De achterstand in de betaling van belastingschulden door burgers en bedrijven is vorig jaar verder opgelopen. Dat schrijft staatssecretaris Snel van Financiën naar aanleiding van vragen van Tweede Kamerleden Pieter Omtzigt (CDA) en Helma Lodders (VVD). Snel voorziet voorlopig ook geen dalende trend in de invorderingsachterstand.

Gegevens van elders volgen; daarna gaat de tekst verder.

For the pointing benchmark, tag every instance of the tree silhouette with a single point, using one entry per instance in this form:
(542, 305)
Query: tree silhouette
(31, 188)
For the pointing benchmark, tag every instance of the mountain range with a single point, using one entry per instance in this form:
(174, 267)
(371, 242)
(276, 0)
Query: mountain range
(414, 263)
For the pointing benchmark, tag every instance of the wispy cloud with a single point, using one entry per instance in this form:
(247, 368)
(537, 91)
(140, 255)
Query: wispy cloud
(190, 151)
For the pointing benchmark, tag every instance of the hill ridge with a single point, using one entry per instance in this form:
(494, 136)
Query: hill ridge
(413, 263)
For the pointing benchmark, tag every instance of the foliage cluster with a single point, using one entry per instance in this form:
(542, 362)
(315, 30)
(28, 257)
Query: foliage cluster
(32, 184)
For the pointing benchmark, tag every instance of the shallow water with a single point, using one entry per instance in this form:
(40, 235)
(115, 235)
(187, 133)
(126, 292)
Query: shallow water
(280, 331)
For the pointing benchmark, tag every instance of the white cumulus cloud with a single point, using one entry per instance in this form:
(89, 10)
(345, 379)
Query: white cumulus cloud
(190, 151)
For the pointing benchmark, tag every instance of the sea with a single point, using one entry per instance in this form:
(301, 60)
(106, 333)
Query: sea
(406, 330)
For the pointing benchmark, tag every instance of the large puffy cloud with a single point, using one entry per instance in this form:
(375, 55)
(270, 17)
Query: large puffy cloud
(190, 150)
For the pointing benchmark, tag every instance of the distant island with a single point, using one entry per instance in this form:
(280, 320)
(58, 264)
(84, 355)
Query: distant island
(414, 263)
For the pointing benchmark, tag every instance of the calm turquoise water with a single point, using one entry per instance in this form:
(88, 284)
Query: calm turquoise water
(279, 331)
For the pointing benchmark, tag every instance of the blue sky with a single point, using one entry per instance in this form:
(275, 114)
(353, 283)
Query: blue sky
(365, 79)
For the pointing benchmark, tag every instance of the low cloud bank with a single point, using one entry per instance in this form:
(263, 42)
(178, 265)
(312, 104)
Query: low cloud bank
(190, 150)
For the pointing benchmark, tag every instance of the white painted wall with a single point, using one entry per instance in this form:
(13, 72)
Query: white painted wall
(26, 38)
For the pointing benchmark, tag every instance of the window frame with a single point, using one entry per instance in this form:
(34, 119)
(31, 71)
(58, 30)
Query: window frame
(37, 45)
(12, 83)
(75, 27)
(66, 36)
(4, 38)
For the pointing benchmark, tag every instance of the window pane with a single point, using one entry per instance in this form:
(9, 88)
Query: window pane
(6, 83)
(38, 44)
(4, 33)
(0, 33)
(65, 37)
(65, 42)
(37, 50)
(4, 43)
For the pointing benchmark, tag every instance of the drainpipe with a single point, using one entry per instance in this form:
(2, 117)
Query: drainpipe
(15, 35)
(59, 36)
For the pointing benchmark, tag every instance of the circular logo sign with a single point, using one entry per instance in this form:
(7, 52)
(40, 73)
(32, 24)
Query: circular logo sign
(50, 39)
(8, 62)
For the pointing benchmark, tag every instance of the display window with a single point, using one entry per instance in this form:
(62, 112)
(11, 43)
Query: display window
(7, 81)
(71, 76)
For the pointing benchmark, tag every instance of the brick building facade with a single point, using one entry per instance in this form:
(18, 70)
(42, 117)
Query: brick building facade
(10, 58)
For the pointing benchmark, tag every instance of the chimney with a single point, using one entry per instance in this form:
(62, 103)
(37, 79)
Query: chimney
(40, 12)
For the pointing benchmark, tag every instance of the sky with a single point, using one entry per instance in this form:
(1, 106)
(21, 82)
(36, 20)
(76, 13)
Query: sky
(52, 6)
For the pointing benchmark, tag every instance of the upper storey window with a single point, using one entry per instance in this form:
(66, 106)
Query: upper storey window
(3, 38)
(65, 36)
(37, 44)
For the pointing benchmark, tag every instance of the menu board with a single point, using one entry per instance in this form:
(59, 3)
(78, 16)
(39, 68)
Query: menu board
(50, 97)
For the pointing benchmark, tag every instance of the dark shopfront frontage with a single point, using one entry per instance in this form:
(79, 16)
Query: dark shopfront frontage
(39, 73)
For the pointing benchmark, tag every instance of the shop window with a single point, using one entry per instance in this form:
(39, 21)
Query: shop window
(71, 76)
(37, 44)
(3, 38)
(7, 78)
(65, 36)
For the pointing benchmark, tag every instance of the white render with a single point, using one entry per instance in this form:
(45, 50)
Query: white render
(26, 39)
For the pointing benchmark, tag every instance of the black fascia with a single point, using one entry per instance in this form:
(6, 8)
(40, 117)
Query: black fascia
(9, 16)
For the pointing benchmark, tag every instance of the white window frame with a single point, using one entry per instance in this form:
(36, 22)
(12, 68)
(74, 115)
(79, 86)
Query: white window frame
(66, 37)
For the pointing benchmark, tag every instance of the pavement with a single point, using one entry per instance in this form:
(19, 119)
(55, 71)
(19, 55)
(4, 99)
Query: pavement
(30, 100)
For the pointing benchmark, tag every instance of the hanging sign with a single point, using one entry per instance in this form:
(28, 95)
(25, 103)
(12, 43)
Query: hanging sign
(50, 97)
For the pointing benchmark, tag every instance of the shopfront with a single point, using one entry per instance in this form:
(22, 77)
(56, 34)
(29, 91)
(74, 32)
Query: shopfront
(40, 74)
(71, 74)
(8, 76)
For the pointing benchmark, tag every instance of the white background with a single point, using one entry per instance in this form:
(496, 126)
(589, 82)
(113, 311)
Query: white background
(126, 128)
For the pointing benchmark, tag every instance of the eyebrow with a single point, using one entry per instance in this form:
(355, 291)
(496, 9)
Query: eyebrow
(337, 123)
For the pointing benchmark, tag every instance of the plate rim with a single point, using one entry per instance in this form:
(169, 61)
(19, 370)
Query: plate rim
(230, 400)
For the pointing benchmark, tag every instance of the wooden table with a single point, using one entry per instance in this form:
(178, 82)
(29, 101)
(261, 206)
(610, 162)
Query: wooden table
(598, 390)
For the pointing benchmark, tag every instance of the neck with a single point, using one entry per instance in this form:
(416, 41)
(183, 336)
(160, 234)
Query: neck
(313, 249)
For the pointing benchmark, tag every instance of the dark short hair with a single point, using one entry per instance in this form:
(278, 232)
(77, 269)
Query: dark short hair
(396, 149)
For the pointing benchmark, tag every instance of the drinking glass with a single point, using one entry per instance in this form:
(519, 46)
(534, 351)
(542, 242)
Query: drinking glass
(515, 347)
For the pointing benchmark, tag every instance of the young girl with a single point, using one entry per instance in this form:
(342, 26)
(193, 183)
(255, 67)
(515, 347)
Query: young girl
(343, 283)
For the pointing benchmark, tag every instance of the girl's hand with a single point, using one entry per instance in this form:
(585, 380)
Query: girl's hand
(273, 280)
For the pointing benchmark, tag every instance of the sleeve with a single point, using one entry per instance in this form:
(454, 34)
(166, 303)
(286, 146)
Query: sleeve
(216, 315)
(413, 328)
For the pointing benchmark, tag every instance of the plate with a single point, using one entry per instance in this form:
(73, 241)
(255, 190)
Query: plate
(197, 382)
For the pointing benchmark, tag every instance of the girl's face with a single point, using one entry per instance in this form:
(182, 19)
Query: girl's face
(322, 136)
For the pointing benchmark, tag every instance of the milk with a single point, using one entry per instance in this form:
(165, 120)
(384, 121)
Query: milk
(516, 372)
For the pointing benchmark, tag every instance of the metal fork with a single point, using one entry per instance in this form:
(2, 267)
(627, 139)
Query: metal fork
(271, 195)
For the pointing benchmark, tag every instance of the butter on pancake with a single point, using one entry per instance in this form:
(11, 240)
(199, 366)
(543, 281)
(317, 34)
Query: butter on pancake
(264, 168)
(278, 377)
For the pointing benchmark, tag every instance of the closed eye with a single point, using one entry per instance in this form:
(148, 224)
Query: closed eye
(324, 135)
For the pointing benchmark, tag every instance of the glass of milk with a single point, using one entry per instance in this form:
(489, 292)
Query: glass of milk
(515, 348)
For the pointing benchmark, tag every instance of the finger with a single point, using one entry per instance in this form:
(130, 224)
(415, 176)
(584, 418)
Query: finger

Eind juni vorig jaar stond er bij de Belastingdienst in totaal 6,5 miljard euro open, aan het eind van 2017 was dat nog 6,1 miljard euro. Een jaar daarvoor stond het totale openstaande bedrag aan belastingschulden op 5,4 miljard euro. In totaal was er bij 2,9 procent van alle heffingen sprake van een betalingsachterstand. Dat percentage valt nog net binnen de doelstelling voor de periode 2016-2018, die tussen de 2,5 en 3% ligt. Vanaf 2019 is de bandbreedte aangepast en verhoogd naar 3 tot 3,5%.
Dynamisch monitoren
Snel verklaart de stijging door de nieuwe methodiek die sinds enkele jaren bij niet direct inbare vorderingen wordt gehanteerd, dynamisch monitoren. Daarvoor werden vorderingen eerder afgeboekt als oninbaar. Bij dynamisch monitoren controleert de Belastingdienst aan de hand van digitaal beschikbare gegevens of de situatie van de debiteur is veranderd en er toch kan worden geïncasseerd. Dynamisch monitoren leidt enerzijds tot een structureel hoger achterstandspercentage omdat schulden langere tijd worden gevolgd en dus niet worden afgeboekt. Anderzijds leidt dynamisch monitoren per saldo tot hogere opbrengsten omdat de Belastingdienst minder vorderingen afboekt, licht Snel toe.